In 1977, Farrell moved to Los Angeles, and signed with Warner Bros. His debut La Catedral y El Toro, was produced, arranged, and conducted by William Eaton. The large group offering featured all-star horn and string sections in a band that included the Brecker Brothers, Eric Gale, Ralph MacDonald, Steve Gadd, Ronnie Cuber, Anthony Jackson, and Richard Tee. Framed in Latin time signatures and modal forms adorned with lush charts, it is unlike any other date in Farrell's catalog, and considered by some as a modern companion to Miles Davis' and Gil Evans' Sketches of Spain. That same year, the saxophonist worked with Return to Forever on several live and studio outings (including Musicmagic), as well as Lalo Schifrin and the CTI All-Stars. In 1978, Farrell did an about-face and released the disco-smooth jazz fusion outing, Night Dancing. Derided by jazz critics for its deliberately commercial overtones, the set was nonetheless embraced by DJs across the globe --and later sampled abundantly by hip-hop and electronic producers. It currently enjoys a storied place in Farrell's catalog.

While continuing his working relationship with Ferguson, Farrell remained entrenched with Corea's stable of musicians. In addition to RTF tours, he contributed to the pianist/keyboardist's The Mad Hatter, Friends, and Secret Agent in 1978 alone. Farrell also played on Art Garfunkel's Watermark and Carly Simon's Boys in the Trees that year. In 1979, he joined the Mingus Dynasty Big Band and, in addition to recording their debut Chair in the Sky, he toured with the group across the globe. Farrell also released his own Skate Board Park for Xanadu. Though not commercially successful, it was celebrated by critics as a return to form. That year, Farrell also played on albums by Neil Larsen, Freddie Hubbard, Turrentine, and Jeff Lorber Fusion.

In 1980, Farrell and some CTI stalwarts formed the revolving studio supergroup Fuse One. Their self-titled debut was produced by Taylor, and also included Ronnie Foster, Ndugu Chancler, Clarke, Jeremy Wall, McLaughlin, Larry Coryell, Paulinho Da Costa, Lenny White, and Jorge Dalto. The set charted not only in the Top Ten for Jazz, but in the Top 200 as well. He also worked with the Harris Simon Group, Don Sebesky, and McDuff. Farrell issued a pair of outings under his own name that year: the post-bop Farrell's Inferno on Jazz Ala Carte and a live fusion outing with Paul Horn entitled Jazz Gala 1980 Vol. 3.

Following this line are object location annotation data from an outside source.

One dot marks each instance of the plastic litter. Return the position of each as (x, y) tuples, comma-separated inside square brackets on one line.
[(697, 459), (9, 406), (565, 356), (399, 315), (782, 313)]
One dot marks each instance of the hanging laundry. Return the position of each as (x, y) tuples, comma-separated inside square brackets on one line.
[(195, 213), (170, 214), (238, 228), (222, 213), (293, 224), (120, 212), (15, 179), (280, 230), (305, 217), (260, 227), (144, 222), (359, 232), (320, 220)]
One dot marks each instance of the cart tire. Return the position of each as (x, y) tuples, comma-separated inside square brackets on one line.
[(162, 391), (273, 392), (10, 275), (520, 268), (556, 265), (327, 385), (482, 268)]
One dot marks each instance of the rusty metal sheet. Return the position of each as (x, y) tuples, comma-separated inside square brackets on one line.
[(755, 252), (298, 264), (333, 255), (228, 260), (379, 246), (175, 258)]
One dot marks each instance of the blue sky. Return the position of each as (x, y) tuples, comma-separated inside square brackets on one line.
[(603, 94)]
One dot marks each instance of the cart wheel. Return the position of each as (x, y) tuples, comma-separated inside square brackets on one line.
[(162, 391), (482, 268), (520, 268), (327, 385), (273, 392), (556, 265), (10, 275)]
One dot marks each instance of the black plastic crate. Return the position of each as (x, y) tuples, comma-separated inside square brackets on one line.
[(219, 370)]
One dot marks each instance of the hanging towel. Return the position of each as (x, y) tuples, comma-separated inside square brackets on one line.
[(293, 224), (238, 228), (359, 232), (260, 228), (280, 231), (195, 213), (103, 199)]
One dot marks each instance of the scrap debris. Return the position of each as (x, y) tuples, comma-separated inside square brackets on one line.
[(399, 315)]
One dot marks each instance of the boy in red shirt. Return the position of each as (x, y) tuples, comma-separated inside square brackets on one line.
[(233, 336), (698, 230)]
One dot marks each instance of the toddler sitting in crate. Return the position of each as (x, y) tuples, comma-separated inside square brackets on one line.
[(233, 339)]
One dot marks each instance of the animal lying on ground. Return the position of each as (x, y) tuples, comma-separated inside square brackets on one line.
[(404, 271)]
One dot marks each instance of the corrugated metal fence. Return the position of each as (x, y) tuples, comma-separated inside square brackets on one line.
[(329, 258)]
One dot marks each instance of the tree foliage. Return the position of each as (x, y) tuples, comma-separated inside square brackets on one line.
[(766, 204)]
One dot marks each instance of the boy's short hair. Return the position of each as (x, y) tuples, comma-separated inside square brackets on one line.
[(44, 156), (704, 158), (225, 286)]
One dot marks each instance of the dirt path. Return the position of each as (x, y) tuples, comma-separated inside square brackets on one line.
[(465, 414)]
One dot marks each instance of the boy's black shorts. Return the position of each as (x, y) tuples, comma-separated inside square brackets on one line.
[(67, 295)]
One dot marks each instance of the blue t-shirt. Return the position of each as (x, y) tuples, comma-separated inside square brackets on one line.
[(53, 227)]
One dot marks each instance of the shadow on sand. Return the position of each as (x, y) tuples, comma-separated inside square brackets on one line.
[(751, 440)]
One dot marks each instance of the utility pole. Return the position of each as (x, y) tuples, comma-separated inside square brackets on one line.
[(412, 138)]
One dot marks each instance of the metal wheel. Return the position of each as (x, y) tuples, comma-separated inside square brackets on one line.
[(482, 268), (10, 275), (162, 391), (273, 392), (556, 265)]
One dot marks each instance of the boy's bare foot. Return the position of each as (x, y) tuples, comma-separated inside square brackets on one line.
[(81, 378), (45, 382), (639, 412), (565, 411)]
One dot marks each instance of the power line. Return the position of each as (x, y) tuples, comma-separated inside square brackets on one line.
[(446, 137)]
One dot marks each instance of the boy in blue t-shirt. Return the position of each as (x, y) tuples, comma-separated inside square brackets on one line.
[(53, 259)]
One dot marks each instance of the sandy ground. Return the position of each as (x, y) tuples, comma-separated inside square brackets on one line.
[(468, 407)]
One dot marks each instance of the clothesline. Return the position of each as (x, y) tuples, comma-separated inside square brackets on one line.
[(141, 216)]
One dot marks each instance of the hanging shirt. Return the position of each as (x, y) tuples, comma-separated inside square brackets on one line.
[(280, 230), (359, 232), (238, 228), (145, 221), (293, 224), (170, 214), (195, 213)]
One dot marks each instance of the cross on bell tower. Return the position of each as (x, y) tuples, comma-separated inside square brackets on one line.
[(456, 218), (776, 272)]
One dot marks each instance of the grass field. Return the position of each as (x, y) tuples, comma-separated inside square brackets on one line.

In 1981, Farrell re-appeared with Mingus Dynasty on Live at Montreux and played on Ray Barretto's Latin jazz classic La Cuna. He also released his own Sonic Text, a post-bop outing for Les Koenig's Contemporary label, leading an all-star lineup that included Hubbard, Peter Erskine, George Cables, and Tony Dumas. The following year, the latter two and drummer John Dentz appeared on Farrell's Someday, and introduced him to their regular boss, saxophonist/clarinetist Art Pepper. Pepper enlisted Farrell's tenor for a reading of the standard "Someday My Prince Will Come" on an album called Darn That Dream. In 1983, Farrell worked the clubs in a quartet he formed with drummer Louis Hayes and appeared on albums by Patti Austin and George Benson. Fuse One issued Silk, its charting sophomore release that year.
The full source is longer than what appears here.